With vast reserves of sensitive data – student records, staff details, and proprietary research – educational institutions are prime targets. The challenge is compounded by limited cybersecurity budgets and outdated defences, leaving them vulnerable to increasingly sophisticated attacks.

A surge in cybersecurity breaches

During the past couple of years, cyberattacks on education and research institutions have surged globally, with Australia witnessing its share of incidents. According to the Office of the Australian Information Commissioner (OAIC), 44 notifiable data breaches occurred within domestic educational organisations during the first half of 2024[1] alone.

Read the latest print edition of School News HERE

One significant incident occurred in March when the Western Sydney University fell victim to a cyberattack[2] that exposed sensitive data of staff and students. Although the university swiftly initiated containment and remediation measures, the breach highlighted the vulnerabilities in Australia’s educational systems and the potential for reputational and operational damage.

Earlier, an attack on the Department of Education in Western Australia disrupted services, causing delays in communications and access to essential systems for weeks.
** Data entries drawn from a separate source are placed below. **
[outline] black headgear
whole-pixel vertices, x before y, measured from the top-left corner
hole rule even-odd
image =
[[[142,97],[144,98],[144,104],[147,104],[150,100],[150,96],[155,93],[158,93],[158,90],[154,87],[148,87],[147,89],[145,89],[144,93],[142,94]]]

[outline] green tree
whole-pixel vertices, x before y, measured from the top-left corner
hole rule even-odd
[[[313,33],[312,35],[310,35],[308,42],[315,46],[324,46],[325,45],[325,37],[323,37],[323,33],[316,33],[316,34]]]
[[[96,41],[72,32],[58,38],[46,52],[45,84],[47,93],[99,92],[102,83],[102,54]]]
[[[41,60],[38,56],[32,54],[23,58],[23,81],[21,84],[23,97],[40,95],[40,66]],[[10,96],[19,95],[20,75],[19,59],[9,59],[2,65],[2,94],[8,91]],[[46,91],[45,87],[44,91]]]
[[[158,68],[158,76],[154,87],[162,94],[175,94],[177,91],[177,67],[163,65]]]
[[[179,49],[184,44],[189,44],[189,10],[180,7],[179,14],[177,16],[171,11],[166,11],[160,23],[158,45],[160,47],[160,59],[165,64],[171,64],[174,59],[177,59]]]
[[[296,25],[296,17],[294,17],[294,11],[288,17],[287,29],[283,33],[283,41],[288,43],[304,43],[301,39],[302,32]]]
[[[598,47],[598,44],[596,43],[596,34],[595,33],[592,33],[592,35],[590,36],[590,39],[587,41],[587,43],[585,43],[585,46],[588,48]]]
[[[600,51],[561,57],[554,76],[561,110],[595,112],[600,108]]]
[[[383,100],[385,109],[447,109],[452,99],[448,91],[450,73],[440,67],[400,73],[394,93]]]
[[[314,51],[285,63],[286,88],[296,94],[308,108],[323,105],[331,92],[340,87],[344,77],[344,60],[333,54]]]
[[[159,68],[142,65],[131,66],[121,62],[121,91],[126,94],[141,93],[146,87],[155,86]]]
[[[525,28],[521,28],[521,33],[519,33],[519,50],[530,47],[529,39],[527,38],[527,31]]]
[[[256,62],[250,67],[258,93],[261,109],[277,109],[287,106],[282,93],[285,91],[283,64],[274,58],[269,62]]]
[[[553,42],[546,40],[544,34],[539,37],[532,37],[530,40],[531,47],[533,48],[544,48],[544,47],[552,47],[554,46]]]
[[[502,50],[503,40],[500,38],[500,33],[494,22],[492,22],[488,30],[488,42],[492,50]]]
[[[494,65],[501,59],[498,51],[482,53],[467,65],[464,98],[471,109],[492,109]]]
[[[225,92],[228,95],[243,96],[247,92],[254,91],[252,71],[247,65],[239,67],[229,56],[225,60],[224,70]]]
These cases illustrate the scale and scope of the cybersecurity challenges facing Australia’s education sector.

The vulnerabilities

Cybersecurity experts identify three major vulnerabilities plaguing educational institutions:

• System intrusions: The exploitation of weak or outdated IT infrastructure.
• Social engineering: Manipulative techniques to trick individuals into disclosing sensitive information.
• Human error: Unintentional actions, such as misconfigurations or sharing passwords, that lead to breaches.

These vulnerabilities necessitate a strategic overhaul of how educational institutions approach cybersecurity.

Practical solutions for Australian institutions

To address these growing threats, Australian schools and universities must adopt a multi-faceted cybersecurity strategy that covers:

1. Strengthening their IT infrastructure:
   Robust IT systems are essential to protect against breaches. Regularly updating software and hardware ensures vulnerabilities are patched. Schools should employ network segmentation to limit access and mitigate potential breaches.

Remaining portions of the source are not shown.